The Rom-Commers(16)



“You’ll be fine,” Charlie said. “Just a quick tip: If you do see a mountain lion, don’t run.”

“Don’t run?” I echoed. Can you lose a conversation? Because that’s what I was doing.

He shrugged. “You can’t outrun a mountain lion.”

“You know what?” I said. “I’ll come with you.”

“Naw,” Charlie said, enjoying this now, “you don’t have to.”

“I want to,” I said.

Charlie, like convincing me had been much easier than he’d expected, came back around to where I was, and, holding my gaze the entire time, stepped close and leaned in until there was less than a foot between us—close enough to spark a What the heck? question in my head—before I realized he was sliding my backpack off my shoulders and then picking up my bags.

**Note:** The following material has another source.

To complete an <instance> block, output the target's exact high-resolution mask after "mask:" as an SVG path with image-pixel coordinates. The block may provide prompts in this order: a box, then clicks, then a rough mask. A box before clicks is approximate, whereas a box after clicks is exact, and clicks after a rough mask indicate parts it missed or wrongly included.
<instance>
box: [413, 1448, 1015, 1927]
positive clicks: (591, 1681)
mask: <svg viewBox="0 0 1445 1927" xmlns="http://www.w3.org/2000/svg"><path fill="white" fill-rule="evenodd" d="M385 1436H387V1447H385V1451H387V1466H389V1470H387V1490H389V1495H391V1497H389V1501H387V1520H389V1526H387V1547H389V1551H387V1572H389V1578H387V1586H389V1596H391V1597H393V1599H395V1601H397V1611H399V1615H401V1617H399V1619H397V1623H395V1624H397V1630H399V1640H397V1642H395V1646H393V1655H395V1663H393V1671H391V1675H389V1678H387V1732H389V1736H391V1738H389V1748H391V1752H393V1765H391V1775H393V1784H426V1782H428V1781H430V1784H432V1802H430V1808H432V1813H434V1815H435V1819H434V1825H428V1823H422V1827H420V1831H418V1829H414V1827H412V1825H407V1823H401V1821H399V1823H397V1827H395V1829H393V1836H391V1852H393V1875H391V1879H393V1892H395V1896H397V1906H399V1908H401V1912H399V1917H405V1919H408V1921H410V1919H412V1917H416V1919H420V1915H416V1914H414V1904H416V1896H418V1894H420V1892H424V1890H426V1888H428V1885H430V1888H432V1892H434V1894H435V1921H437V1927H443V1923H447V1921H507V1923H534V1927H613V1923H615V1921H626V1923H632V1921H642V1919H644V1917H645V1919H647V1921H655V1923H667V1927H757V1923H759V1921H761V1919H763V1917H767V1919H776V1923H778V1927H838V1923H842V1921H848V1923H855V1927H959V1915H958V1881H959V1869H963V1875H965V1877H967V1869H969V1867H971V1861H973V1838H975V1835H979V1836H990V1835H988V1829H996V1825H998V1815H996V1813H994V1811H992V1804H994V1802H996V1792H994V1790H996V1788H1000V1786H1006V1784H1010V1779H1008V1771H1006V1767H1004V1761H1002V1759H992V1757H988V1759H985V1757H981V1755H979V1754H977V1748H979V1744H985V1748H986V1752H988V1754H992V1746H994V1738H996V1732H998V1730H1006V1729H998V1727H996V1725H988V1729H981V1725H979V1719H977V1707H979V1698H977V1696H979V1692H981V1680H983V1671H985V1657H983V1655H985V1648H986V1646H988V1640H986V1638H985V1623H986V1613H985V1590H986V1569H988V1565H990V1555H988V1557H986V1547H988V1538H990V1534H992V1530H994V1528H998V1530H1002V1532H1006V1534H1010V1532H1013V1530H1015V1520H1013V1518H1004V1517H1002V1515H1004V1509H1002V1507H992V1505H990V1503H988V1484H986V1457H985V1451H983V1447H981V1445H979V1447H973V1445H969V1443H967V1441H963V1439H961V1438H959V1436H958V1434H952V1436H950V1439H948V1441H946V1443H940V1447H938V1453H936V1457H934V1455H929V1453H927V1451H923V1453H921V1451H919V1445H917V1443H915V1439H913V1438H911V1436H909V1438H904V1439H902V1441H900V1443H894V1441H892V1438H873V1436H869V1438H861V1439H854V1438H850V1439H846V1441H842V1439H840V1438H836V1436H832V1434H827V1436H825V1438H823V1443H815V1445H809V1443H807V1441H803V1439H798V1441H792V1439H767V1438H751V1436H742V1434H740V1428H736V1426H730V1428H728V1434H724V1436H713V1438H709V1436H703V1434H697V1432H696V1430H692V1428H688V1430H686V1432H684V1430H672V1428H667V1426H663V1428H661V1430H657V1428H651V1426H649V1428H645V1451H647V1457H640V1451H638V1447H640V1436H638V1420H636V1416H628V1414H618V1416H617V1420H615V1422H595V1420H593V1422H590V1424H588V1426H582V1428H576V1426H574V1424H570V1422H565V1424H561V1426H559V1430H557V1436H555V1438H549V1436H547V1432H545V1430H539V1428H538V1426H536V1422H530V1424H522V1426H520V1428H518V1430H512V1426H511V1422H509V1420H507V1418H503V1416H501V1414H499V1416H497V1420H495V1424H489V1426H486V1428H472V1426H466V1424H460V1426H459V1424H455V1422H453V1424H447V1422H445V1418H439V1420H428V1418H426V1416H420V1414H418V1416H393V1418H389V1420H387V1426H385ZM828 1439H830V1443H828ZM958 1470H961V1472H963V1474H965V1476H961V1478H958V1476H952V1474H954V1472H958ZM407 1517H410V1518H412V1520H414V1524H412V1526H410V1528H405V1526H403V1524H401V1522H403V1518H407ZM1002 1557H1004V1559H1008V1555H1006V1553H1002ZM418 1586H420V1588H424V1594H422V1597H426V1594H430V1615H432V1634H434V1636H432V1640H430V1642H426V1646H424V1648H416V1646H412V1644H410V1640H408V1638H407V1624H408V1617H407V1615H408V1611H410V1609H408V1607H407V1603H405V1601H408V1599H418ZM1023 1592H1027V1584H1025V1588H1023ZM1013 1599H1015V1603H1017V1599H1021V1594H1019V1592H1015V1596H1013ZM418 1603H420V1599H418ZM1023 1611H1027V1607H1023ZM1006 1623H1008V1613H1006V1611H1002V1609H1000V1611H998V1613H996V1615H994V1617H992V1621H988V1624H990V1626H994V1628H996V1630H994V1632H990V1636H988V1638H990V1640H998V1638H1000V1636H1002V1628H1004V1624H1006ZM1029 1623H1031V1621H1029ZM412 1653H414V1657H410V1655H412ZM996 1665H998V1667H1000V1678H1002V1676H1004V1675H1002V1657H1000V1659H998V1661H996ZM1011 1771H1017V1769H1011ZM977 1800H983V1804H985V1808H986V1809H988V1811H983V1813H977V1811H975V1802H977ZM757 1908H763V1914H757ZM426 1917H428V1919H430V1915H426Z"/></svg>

He tossed both in the back of the Blazer, and then, when I still hadn’t moved, he opened the passenger door for me. “I’ve got you,” he said. “Hop in.”



* * *



AND THAT’S HOW I wound up spending the night with Charlie Yates.

Although not like that sentence implies.

On the short drive back to his house, I tried to adjust: I was with Charlie Yates. We were in his very cool, vintage—reconditioned and now hybrid, he told me—truck. The Allman Brothers played on the radio. The windows were hand-cranked down. The famous zero-humidity LA air fluttered all around us. Charlie drove one-handed, his free arm resting out the open window.

Almost like I wasn’t there.

I snuck looks at his profile. Had he really just agreed to work with me? Logan said so, but now we all knew exactly how trustworthy Logan was. Still, the dialogue “Fine. Fuck it. She can have the guest room” rang true. Logan could never write dialogue like that.

“Thanks so much,” I ventured then, “for saving me from the mountain lions.”

“Not a problem.”

“I really am so sorry about all of this.”

“It’s not your fault. It’s Logan’s fault.”

“It must have been so weird for you to see me standing at your front door with my suitcases.”

“You have no idea.”

“Logan just called me out of the blue and said he had a job for me.”

“Right?” Charlie said, like What a douche.

“He’s found me lots of jobs in the past, so it didn’t seem all that weird. But it did seem … too good to be true.”

Charlie nodded in solidarity.

“But I trusted him,” I went on. “I took the summer off from my job. I left my family. I put everything else that mattered on hold, and I packed up my life and flew out here. With no idea that you had no idea.”

Charlie shook his head at the situation, like he really got it.

“You are my favorite writer, though,” I said next. “Logan wasn’t lying about that. I love you more than Richard Curtis, and Elaine May, and Billy Wilder. I love you more”—and this felt so sacrilegious, like I might be smote by lightning at the words, but I had to make my point—“than Nora Ephron.”

Charlie held kind of still.

Too much?

Then he gave a small, mechanical nod that read like Got it.

No doubt my cue to stop talking.

But I just had to know. I had to confirm. I decided to proceed as if and see where that got me. “So I just want to thank you. For this opportunity. It’s not easy to change your mind. Especially not in the heat of a crazy moment. But I need to say that this is the hugest of huge deals to me.” And then, realizing it might sound cheesy but unable to find any better words to capture my sincerity, I concluded with “I will do this work with my whole heart and soul.”

I snuck a look at him.

He was frowning.

“What work?” Charlie asked.

“The rewrite?” I said.

At those words, Charlie positively detonated with laughter—the kind of pah you make when you are very surprised by something unspeakably ridiculous. Then he followed the pah with hooting, and chuckling, and slapping his hand on the door of the truck.

This went on for a while.

It was bitter laughter, I decided as he went on—but laughter all the same.

Anyway. I guess I had my answer.

“The rewrite?” Charlie kept saying. “The rewrite?”

I wasn’t laughing myself, needless to say. “Logan told me you’d agreed to everything,” I said. “He said you’d said, ‘Fine. Fuck it. She can have the guest room.’ He showed me the text!”

Like I might prove him wrong.

Charlie took a few deep breaths as he worked to settle. “I did say you could have the guest room. For one night. Before you fly home tomorrow.”

“Ah,” I said.

“It’s so funny that you believed him,” Charlie said. “Didn’t he just lie to you?”

My shoulders hunched in my defense. “Yeah, but … he doesn’t always lie. Most of the time he tells the truth.” Then I had to add, “I think.”

“Well, he wasn’t telling the truth about that.”

“Fine,” I said. “Got it.”

“I mean,” Charlie went on, still marveling at Logan’s gall and my gullibility, “I don’t write with anyone. Ever. Logan knows that. And if I’m really your favorite writer”—he glanced at me like he’d caught me—“you’d know that, too.”